花が咲く街
「おばさま、ただいま。おじさまは?」
「今日は生涯学習の講義に行ってるのよ。そのあとは、絵画教室だってぇ」
「相変わらず、忙しいんだ。」
「そうなのよ。年をとってきたらますますやりたいことだらけらしいわ。今、誰もいないから上がって。」
「はあい。お言葉に甘えて。」
勝手知ったる家の中に入っていくと、ほんのり甘い香りがしてきた。いつものおばさまの香りだ。庭の桜のせいか家の中まで桜色の空気が漂っているように見える。ピンクのエプロンをゆらしながら妖精のようなおばさまはうれしそうに二階から降りてきた。
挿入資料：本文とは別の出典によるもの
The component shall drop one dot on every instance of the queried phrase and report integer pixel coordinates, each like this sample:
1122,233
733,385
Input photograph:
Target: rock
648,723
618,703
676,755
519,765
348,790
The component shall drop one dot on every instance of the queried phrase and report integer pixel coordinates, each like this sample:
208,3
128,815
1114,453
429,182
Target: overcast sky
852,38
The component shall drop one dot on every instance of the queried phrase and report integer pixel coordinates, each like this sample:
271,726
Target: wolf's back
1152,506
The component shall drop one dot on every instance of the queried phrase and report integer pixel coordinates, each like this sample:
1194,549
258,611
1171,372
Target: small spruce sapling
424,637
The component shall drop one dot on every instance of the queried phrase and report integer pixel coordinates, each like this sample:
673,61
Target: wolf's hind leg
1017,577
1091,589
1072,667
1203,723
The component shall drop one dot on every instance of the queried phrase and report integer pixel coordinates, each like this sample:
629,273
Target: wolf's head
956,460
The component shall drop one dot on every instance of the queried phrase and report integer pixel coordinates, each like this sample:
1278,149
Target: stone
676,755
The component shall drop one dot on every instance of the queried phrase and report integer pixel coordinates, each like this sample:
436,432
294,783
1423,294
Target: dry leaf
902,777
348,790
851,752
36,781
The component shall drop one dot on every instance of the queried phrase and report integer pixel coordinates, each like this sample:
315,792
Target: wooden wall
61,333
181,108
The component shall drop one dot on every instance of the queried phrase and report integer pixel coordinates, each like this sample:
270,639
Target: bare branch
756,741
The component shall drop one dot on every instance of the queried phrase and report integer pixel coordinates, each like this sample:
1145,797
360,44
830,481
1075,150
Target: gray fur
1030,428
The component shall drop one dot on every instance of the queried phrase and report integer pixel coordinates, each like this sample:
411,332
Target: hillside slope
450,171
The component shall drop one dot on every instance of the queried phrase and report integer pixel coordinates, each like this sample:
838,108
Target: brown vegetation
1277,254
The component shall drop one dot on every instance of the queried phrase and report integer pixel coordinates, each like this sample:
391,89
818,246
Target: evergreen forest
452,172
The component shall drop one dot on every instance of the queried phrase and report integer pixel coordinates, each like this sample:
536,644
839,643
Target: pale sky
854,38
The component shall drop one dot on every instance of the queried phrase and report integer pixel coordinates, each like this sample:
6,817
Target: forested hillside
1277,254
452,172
「このところ毎朝海斗ちゃんが来てくれるから、楽しくてしょうがないわよ。そこの座椅子にふんぞりかえって、子供番組見てるのよ。悠介がね、ぼそっと起きてくるとすかさず『おはよー』って元気に挨拶してくれるから悠介もたじたじよ。『偉そうだなあ』っていいながらもうれしそうにしてるけどね。」
海斗とは咲子の1人息子。朝、咲子の出勤時間が早いため、保育園の先生が迎えに来るまで預かってもらっている。なまいき盛りの5歳児に、おばさまの息子である30歳になる悠介くんが、毎朝歓迎されてるらしい。
「ごめんねぇ。海斗はわがままだから。いい迷惑でしょ。でも本当に助かってるんだ、もう少しお願いしていい?」
「いいのよ。こっちもいい刺激になってるのよ。悠介もいままで挨拶もしなかったのにふつうにできるようになったしね。」
「ありがとう。」
「そういえば、咲ちゃんいつも集会場の桜の木眺めてるでしょう。今日も見てたの?」
「あれ、知ってたの?恥ずかしい。ここの桜も見てるけどね、今年は早く咲いちゃつたね。もう満開。」
「そうなのよ気が付いたら満開だった。桜っていえばさあ、咲ちゃんのお母さんて、花が好きでしょ。庭だってお花だらけだし。でもね桜が一番好きでね、咲ちゃんの名前を付ける時も『さくら』って付けたかったんだって。でもね、お父さんに反対されたのよ。
『桜はすぐ散っちゃうだろ。』
だって。まあそうよね。だから『咲子』になったんだって。桜に限らずいろんな花が咲くって意味でね。」
「そうなんだあ。初めて聞いた。いつもあんな仏頂面してるのに、そんなふうに考えてたなんて。私のことなんかなんにも考えてなかったと思ってた。」
「あらあ、案外いろいろ考えてたのよ。咲ちゃんのことは特に気にしてたわ。きっと咲ちゃんにはわからなかったと思うけど。自分が気にしてることなんか本人に言うもんじゃないって思ってたみたいだから。弱みをみせないとこなんか頑固で、強くて、かわいい人よね。私ね、そんな咲ちゃんのお母さんけっこう好きよ。咲ちゃんも結構お母さんに似てるとこあるわよ。でも不思議よね、似てるけど同じじゃないのよね。受け継いだものってそのまんまじゃないんだよね。今の咲ちゃんの中では咲ちゃんらしく進化してるんだよね。私からみれば本当に素敵に進化してると思うよ。咲ちゃんもほんとに強くてかわいらしいくて、大好きよ。」